贈与の義務
出典: フリー百科事典『ウィキペディア(Wikipedia)』 (2020/11/14 15:23 UTC 版)
贈与と交換について、いかなる規則によって贈り物を受け取るとお返しをする義務が生じるのか、また、贈り物にはいかなる力があって受け手にお返しをするように仕向けるのかを特に論じた。 物を与え、返すのは、互いに敬意を与え合うためである。人は自分自身や自分の財を他者に負っており、何かを与えるのは自分自身を与えることにつながる。贈与は双方的なつながりを作って他者を受け入れることにつながり、集団間の戦いを防ぐ。

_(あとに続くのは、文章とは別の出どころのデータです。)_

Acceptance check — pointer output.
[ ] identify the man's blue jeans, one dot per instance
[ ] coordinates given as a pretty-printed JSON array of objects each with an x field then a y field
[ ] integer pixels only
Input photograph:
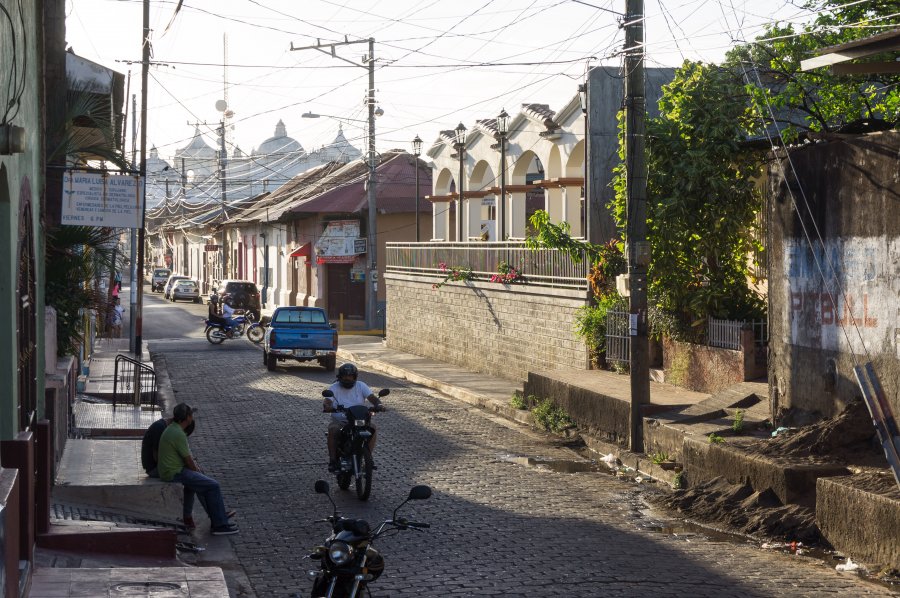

また、集団間の贈与で獲得した財は構成員に再配分される。このため、贈り物は与えなくてはならず、受け取らなくてはならず、しかも受け取ると危険なものになり得る。モースは贈与を構成する3つの義務として、与える義務、受け取る義務、返礼の義務をあげた。 与える義務:与えるのを拒んだり、招待をしないのは、戦いを宣するに等しい。ヨーロッパの伝承にもあるように、招待を忘れると致命的な結果となる。 受け取る義務:贈り物を受け取らなかったり、結婚によって連盟関係を取り結ばない、といったことはできない。受け取りを拒むのは、返礼を恐れているのを表明することにもつながる。 返礼の義務:この義務を果たさないと、権威や社会的な地位を失う。権威や社会的地位が財や富に直結する社会では、返礼が激しい競争をもたらす場合がある。